Un fatalista en el Titanic

Ignacio Camacho-ABC

  • En la vieja España del cainismo y el resentimiento, Pérez Reverte renunció hace tiempo a hacerse perdonar el éxito

Bizarro como es de carácter, Arturo Pérez Reverte renunció hace bastante tiempo a hacerse perdonar el éxito. Ésa es una decisión que cabrea a mucha gente en la España de la envidia y el despecho, último depósito moral del viejo cainismo celtibérico; esa España que se hurga la boca con un mondadientes mientras musita su desazón por el bien ajeno y donde hasta se puede llegar al Gobierno con proyecto basado en la inflamación del resentimiento. A Arturo todo ese resquemor aldeano, reencarnado en el posmoderno arbitrismo de Twitter y sus brigadas de linchamiento, no sólo lo trae al pairo como buen marinero sino que se diría que estimula su instinto provocador y lo pone flamenco; de vez en cuando

incluso desliza algún cebo para que sus enemigos desahoguen su rencor y él pueda darse el gustazo de llamarles analfabetos, o busca un pretexto para retar a duelo, como sus héroes novelescos, a cualquier colega escritor o académico. A estos efectos, nada mejor que un buen premio.

Y no cualquiera: el Cavia es el Pulitzer español, el Toisón de Oro del articulismo, como dijo Raúl del Pozo al recibirlo. Y no en cualquier fecha sino en el centenario de aquella idea con que Torcuato Luca de Tena quiso honrar la memoria del gran periodista liberal, leyenda de la prensa, que siempre se resistió a escribir en su cabecera. Menudo regalo para que los odiadores de plantilla lo pongan de vuelta y media cuando lo recoja de manos del Rey vestido de etiqueta. Aunque mucho me equivocaría si no aprovecha la ocasión para soltar su vena traviesa con una de esas diatribas en que no deja títere con cabeza.

A veces Reverte me pasa amistosa factura por haberle llamado pesimista (en realidad fue nihilista lo que dije) cuando empezaba a despotricar de la pérdida de rumbo del sistema político. Hoy bromeamos sobre el mejor sitio de acogida para pasar un llevadero exilio, aunque no es fácil encontrar uno propicio porque la degradación populista se ha extendido por el planeta como la maldita epidemia del coronavirus. Como es buen lector de Historia extrae de ella motivos de sobra para el fatalismo; si se mira bien, el pasado ha dejado escrito que la concordia española es un mito que apenas cristaliza en paréntesis más o menos breves entre períodos sombríos de catástrofe, estupidez, crueldad y exterminio. Y ahora que la melodía de la orquesta del Titanic suena de nuevo a bordo de este averiado navío quizá no quede más remedio que escucharla hasta el final procurando no perder la elegancia y el estilo.

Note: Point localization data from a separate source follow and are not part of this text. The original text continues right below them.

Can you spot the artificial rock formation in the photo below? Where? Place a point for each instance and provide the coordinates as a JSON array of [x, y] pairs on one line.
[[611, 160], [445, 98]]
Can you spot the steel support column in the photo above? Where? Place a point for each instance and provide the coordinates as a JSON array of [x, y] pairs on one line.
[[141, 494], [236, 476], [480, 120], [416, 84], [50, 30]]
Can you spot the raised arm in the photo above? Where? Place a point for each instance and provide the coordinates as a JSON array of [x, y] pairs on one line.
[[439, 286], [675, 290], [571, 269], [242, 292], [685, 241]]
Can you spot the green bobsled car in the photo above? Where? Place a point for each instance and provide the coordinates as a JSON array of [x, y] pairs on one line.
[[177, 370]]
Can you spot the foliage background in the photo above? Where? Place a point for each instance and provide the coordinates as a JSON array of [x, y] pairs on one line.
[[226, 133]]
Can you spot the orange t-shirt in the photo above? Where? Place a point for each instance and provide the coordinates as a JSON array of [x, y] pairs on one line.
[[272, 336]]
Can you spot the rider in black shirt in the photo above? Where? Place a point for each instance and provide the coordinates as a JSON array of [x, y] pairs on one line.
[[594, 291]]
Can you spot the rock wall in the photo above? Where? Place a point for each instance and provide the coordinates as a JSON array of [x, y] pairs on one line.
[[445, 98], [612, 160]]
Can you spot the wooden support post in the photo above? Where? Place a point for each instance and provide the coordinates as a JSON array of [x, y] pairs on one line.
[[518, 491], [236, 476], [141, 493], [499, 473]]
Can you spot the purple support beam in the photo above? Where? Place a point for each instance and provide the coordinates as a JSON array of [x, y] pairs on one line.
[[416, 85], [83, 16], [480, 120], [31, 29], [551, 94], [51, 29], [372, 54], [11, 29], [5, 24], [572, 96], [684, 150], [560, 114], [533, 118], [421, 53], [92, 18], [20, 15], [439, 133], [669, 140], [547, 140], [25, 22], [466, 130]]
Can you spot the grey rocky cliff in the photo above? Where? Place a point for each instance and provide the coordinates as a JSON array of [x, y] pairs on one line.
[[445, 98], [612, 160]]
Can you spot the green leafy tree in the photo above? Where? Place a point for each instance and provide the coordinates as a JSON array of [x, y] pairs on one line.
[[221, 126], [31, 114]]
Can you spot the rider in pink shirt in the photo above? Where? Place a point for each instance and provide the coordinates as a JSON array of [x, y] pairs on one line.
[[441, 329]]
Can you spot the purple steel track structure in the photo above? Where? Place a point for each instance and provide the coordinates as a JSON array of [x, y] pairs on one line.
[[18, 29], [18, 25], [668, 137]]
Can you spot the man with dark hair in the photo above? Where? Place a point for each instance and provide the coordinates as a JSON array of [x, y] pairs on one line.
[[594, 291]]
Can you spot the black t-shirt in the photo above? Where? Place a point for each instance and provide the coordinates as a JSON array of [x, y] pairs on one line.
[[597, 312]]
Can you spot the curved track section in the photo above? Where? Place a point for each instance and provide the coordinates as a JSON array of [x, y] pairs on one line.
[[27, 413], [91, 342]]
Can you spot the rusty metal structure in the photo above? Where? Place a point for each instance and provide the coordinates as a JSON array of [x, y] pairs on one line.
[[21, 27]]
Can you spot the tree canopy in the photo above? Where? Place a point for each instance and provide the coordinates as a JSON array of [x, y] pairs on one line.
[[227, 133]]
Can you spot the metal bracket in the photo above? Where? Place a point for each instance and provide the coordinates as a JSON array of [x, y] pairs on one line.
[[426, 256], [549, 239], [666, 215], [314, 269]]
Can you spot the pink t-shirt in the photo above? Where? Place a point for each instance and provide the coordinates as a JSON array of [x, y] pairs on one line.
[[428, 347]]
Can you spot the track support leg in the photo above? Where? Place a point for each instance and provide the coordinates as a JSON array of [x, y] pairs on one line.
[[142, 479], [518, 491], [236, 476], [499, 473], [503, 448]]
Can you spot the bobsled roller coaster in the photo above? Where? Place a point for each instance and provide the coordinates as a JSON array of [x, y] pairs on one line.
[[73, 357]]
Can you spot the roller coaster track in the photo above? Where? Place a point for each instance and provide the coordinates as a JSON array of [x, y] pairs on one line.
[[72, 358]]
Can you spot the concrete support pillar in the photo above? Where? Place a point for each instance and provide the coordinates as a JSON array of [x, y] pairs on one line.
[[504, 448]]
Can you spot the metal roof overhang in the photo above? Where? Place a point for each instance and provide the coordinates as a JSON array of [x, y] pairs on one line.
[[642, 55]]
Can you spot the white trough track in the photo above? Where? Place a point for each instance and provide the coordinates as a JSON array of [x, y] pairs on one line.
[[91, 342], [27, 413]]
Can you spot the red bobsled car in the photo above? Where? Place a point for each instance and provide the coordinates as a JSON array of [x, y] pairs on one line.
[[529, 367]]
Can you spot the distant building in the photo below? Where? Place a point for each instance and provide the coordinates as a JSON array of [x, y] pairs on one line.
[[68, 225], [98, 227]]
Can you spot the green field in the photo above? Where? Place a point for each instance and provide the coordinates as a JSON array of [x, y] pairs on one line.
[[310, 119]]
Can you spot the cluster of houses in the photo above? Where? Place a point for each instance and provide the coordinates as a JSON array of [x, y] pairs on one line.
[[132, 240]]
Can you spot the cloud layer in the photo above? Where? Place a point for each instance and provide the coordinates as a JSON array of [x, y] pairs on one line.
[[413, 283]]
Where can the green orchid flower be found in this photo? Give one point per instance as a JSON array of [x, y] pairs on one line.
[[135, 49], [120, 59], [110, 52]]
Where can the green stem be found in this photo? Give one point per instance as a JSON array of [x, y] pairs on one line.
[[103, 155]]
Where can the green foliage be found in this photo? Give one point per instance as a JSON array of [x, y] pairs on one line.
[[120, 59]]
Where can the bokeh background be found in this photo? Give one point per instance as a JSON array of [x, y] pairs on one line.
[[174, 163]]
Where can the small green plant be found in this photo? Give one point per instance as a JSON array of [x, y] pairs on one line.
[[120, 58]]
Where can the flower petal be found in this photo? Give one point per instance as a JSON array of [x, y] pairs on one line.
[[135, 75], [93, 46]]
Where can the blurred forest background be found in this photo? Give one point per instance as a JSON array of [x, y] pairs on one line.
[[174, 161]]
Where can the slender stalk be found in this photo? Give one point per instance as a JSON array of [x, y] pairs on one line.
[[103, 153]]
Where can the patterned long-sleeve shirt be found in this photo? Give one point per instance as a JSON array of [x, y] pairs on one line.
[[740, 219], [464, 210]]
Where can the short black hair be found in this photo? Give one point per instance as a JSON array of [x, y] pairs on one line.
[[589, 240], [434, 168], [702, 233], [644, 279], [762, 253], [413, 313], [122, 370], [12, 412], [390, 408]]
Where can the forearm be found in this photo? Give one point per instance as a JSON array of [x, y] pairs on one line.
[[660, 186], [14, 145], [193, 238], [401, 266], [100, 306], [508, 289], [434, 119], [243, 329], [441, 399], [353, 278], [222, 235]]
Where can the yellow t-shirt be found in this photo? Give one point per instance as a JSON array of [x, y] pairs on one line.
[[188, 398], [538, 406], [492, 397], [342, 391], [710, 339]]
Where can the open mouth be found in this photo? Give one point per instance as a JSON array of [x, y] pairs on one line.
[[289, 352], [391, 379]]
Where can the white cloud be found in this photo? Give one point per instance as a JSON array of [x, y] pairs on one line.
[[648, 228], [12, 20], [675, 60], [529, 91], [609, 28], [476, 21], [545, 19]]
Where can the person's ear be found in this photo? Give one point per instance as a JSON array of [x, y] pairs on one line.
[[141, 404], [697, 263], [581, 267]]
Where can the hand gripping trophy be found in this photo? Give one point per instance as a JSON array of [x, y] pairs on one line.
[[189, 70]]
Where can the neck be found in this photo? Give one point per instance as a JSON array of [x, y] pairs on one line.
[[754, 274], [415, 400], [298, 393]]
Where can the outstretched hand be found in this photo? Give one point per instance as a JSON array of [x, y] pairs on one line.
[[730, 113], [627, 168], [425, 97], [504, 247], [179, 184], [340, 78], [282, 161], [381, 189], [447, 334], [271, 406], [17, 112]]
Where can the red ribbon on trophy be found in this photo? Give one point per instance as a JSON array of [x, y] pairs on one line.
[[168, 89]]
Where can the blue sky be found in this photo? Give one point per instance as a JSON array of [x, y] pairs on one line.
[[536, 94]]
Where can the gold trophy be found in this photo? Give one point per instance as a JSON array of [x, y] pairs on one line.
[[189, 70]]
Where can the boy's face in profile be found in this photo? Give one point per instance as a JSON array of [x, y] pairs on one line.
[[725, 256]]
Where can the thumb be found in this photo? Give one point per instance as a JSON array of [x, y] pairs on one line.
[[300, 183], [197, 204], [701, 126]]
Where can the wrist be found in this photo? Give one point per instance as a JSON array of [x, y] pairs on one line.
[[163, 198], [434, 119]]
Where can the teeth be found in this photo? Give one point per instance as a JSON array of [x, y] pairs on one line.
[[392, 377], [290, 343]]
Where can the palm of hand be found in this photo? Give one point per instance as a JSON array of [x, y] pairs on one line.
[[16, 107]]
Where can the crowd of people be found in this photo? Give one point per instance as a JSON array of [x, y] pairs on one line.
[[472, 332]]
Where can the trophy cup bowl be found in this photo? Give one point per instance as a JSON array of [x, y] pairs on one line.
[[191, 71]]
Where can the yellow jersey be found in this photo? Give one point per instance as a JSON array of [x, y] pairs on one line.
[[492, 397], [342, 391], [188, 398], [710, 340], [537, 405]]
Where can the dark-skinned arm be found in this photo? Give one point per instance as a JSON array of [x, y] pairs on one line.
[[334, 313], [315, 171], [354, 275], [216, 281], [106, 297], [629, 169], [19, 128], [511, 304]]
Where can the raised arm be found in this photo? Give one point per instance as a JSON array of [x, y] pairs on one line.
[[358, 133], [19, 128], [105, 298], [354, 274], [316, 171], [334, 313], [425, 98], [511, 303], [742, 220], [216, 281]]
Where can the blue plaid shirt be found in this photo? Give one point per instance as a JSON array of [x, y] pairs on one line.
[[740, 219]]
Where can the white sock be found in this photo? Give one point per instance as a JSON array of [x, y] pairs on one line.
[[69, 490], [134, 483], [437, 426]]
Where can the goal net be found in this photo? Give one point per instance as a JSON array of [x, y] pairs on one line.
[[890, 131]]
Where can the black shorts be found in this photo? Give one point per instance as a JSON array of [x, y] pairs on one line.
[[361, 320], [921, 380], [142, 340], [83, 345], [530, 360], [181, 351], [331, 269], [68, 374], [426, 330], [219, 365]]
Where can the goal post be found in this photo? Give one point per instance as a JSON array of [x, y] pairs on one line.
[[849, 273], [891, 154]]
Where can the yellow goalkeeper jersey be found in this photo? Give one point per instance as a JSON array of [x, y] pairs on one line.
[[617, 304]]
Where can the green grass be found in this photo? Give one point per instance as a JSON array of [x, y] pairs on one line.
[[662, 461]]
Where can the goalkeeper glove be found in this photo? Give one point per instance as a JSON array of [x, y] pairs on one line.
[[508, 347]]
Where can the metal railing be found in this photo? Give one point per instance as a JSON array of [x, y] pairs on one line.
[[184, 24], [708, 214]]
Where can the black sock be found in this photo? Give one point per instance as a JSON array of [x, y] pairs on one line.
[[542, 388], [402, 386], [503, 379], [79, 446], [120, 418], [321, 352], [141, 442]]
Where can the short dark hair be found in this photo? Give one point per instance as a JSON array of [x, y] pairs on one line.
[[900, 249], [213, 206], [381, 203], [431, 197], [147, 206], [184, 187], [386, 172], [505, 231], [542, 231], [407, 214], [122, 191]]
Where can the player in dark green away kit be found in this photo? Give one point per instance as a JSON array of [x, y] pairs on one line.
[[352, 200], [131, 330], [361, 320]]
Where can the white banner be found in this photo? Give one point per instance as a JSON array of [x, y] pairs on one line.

Y esperar con dignidad el naufragio, como Marlow, el personaje de Conrad que en el artículo del Cavia conversa con el escritor en la soledad crepuscular de una taberna portuaria. Desde la certeza escéptica, o acaso estoica, de que cuando el agua anega ya las bodegas y la sala de máquinas, los libros son el único salvavidas junto al que mantener un ápice de esperanza.